Post-Brexit, my working assumption would be that the UK would seek to continue its well-established trading relationship with the EU rather than follow the ‘Swiss model’ of countless bilateral agreements. However that would see us facing a tough choice between access to a single market over whose rules we would have no influence or regulatory autonomy with tariffs galore. When I recently explained to a Norwegian parliamentarian the enthusiasm of some Brexit advocates to mimic Norway, Liechtenstein and Iceland in their trading relationships with the EU, she implored the UK not to go down that route. “We have all of the rules,” she explained, “but none of the influence”. Indeed, EU officials might be inclined to make market access even tougher for the UK, lest other countries be tempted to follow suit and exit the EU themselves.

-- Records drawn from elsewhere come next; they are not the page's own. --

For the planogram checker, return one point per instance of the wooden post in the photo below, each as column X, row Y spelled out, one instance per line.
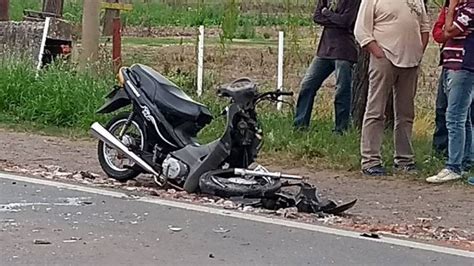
column 200, row 77
column 90, row 32
column 281, row 51
column 53, row 7
column 110, row 15
column 117, row 44
column 4, row 7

I am also unconvinced that our standing apart from the EU makes it easier to face the international and domestic challenges ahead. On freedom of movement, to give one example, I suspect French border police would be virtually incentivised to relax Calais controls if the UK were no longer a member of the EU, making the migrant crisis far harder to handle. I also fail to see how the anti-immigration message that will likely form a key pillar of the Leave campaign marries up with the idea of the UK as an open, global trading nation.
Britons would be forgiven for worrying that too much European energy is now being expended on solving the problems in the Eurozone, to the detriment of measures that might improve Britain’s future wellbeing. However, the single market is far from finished and there remains much more that we can achieve in close alliance. Work is well underway, for example, towards an ambitious digital single market where individuals and businesses can access and exercise online activities under conditions of fair competition, and a high level of consumer and personal data protection.
Politics is a messy business that can be slow to deliver results. The EU is not a commercial entity which can implement solutions quickly and without regard for detractors. Equally, for the EU to demonstrate intransigence during the Prime Minister’s renegotiation will play straight into the hands of those who portray it as an organisation unfit to govern in the modern world. It is vital not just for the confidence of the UK but the 27 other member states that the EU shows itself open to reform.
Once the renegotiation process is over, however, it is for Britons to ask themselves – in participating in this imperfect enterprise, what is our return and what compromises are we willing to accept as the price? No matter the attempts of the Remain and Leave campaigns, for most voters the answer will not be clear cut and therefore the outcome of the UK’s renegotiation will be crucial in helping them weigh up the value fellow member states place on Britain’s contribution and the extent to which the EU is willing and able to adapt.
I am optimistic that the Prime Minister’s renegotiation of our relationship with the EU can prove the opening salvo in a process of European reform. In this way our nation will be at the forefront, advancing a free trade and competitiveness agenda that promotes growth, jobs, security and stability long after the referendum. If he is successful, it will be the latest in a long line of British achievements at European level, ultimately helping the EU accept change and challenge at a time when its very survival depends on flexibility.